C’est une première : le cinéma français vient de sortir sa première comédie « coronavirus ». Alors qu’Hollywood provoque des grincements de dents avec une pandémie vue par Michael Bay, la comédie franchouillarde fait tirer la moue avec une tentative d’allier concept moderne et vieux mécanismes d’écriture. Hélas, on préfère cliquer sur « déconnecter » devant…
En plein confinement, une bande d’amis se retrouve pour un apéro virtuel. La soirée se passe tranquillement, malgré des discussions prêtes à être sous tension (il est notamment question d’argent), jusqu’à ce qu’un individu masqué entre chez l’une des personnes connectées au chat et se mette à révéler les petits secrets qui se cachent dans le cercle de l’amitié. Classic shit 2.0 en gros.
Cette année, la fiction française a révélé plusieurs fois son envie d’explorer les rapports numériques entre les individus. Du côté de la série, c’est Stalk qui se rapproche le plus de Connectés en montrant Coin-Coin des Tuches (Théo Fernandez) hacker ses camarades de classe. Au cinéma, il y a deux films qui ont tenté cette approche du numérique : #JeSuisLa d’Éric Lartigau, puis Selfie et son titre à rallonge qui veut tout dire de la mentalité boomer qui se dégage des différents auteurs de ce film-à-sketch, à savoir de l’influence du numérique sur les honnêtes gens. Deux tentatives qui en concluent à des échecs concernant le regard d’auteurs dépassés par les réels atouts du numérique. Ignorant alors des enjeux tels que la politisation, l’association, l’apprentissage ; ces films ont alors accumulé des poncifs aussi grossiers tels que la détérioration d’un cercle familial au profit de vues sur YouTube, une déconnexion immédiate du monde réel et une ascension aveuglante vers le star-system.
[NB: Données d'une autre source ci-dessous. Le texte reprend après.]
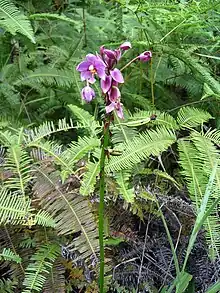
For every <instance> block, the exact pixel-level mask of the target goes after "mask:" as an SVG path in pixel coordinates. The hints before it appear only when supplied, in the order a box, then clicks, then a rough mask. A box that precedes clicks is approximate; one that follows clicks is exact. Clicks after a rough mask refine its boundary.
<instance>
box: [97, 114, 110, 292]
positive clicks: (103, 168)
mask: <svg viewBox="0 0 220 293" xmlns="http://www.w3.org/2000/svg"><path fill="white" fill-rule="evenodd" d="M109 125H110V117H107V118H106V120H105V122H104V130H103V140H102V152H101V158H100V200H99V248H100V271H99V288H100V293H103V292H104V258H105V255H104V195H105V158H106V151H107V147H108V145H109Z"/></svg>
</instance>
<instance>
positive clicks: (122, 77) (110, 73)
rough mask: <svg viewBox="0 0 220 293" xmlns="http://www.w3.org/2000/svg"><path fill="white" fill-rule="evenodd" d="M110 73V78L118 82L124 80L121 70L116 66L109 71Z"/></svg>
mask: <svg viewBox="0 0 220 293" xmlns="http://www.w3.org/2000/svg"><path fill="white" fill-rule="evenodd" d="M110 74H111V76H112V78H113V79H114V80H115V81H117V82H119V83H123V82H124V78H123V76H122V74H121V71H120V70H119V69H118V68H115V69H113V70H111V71H110Z"/></svg>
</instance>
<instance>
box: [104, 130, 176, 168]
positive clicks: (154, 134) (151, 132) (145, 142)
mask: <svg viewBox="0 0 220 293" xmlns="http://www.w3.org/2000/svg"><path fill="white" fill-rule="evenodd" d="M175 140H176V137H175V134H174V133H173V132H172V131H171V130H167V129H166V128H164V127H158V128H157V129H156V130H149V131H148V132H146V133H144V134H139V136H137V137H135V138H134V139H133V140H131V141H129V142H128V143H124V144H123V145H122V148H123V149H124V151H123V152H122V155H120V156H115V157H112V158H111V159H110V161H109V163H108V164H107V166H106V170H107V171H110V170H111V171H120V170H122V169H129V168H132V167H133V165H135V164H137V163H139V162H141V161H142V160H144V159H147V158H149V156H150V155H154V156H157V155H159V154H160V153H161V152H163V151H165V150H166V149H167V148H168V147H169V146H170V145H171V144H172V143H174V142H175Z"/></svg>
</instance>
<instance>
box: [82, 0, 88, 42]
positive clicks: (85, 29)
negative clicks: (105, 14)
mask: <svg viewBox="0 0 220 293" xmlns="http://www.w3.org/2000/svg"><path fill="white" fill-rule="evenodd" d="M83 31H84V41H85V44H84V45H85V47H86V46H87V36H86V15H85V0H84V1H83Z"/></svg>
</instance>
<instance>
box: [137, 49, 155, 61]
mask: <svg viewBox="0 0 220 293" xmlns="http://www.w3.org/2000/svg"><path fill="white" fill-rule="evenodd" d="M151 58H152V53H151V51H145V52H143V53H141V54H140V55H139V59H140V60H141V61H142V62H147V61H149V60H150V59H151Z"/></svg>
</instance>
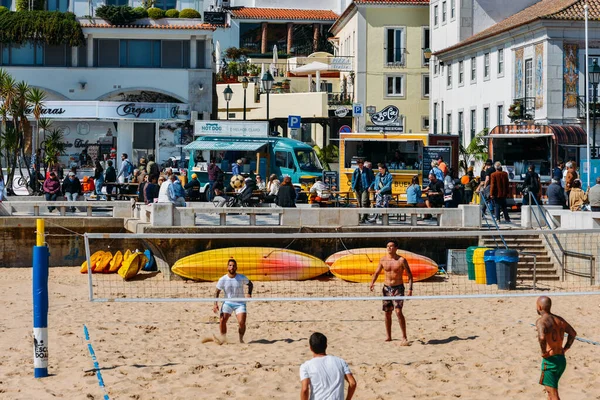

Des problématiques qui existent bien (en cela, il vaudrait mieux se tourner vers des films comme Ingrid goes West ou Eighth Grade) mais qui sont non traité en nuances mais comme des faits stricts et implacables racontés avec condescendance. La comédie française serait-elle allergique au numérique ? C’est alors qu’entre en jeu le film d’aujourd’hui. Connectés, projet réalisé avec une bande de comédiens sympathiques auprès du public français (François-Xavier Demaison, Claudia Tagbo, Mickaël Youn etc…), part d’un contexte que nous connaissons bien : la vie sous Covid-19.
Tournée comme avec le dispositif du ScreenLife (technologie développée par le cinéaste russe Timur Bekmambetov pour créer des oeuvres de fictions à partir d’écrans d’ordinateurs), le film tient à tout tenter pour s’amuser de choses que beaucoup connaissent durant le confinement: l’envie de faire du pain, binge-watcher une série, commander en ligne, faire son arrestation de sortie. Néanmoins, le film reste très superficiel dans ce qu’il fait de ce nouveau contexte si particulier. Il n’est ordre que de l’évocation. Pas dans le sens où le film instaure une banalisation de cette vie mais plutôt une succession d’allusions instantanément oubliés, comme surfant opportunément sur cette période. L’absence véritable de blagues confirme la paresse d’écriture du film. Une paresse transmise dans l’usage du dispositif en écrans partagées.
Car les mécanismes d’écritures du film, où les secrets des personnages se dévoilent petit à petit, nous ramènent à des succès populaires comme Le Prénom, alors issus du théâtre. Les personnages entrent et sortent de la conversation comme ils pouvaient sortir de la scène, les fenêtres des personnages apparaissent comme du banal champ/contre-champ numérique. Ça s’arrête là pour rechercher plus de mise-en-scène, le suspens alors au point mort. Les frissons de Unfriended, l’enquête sur ordinateur de Searching prouvaient que le format Screenlife permettaient de créer de la mise-en-scène à partir de nouveaux outils numériques. Connectés les transforment juste en un pièce de théâtre qui bug terriblement.
Déconnecté de la réalité, Connectés aurait pu offrir une autre couche de modernité à la comédie populaire française. Au lieu de ça, il donne envie de couper sa box internet pour vivre loin de cette conversation plate.
Connectés, réalisé par Romuald Boulanger avec François-Xavier Demaison, Mickaël Youn, Audrey Fleurot, Stéphane De Groodt, Claudia Tagbo, Nadia Fares. Durée : 1h25.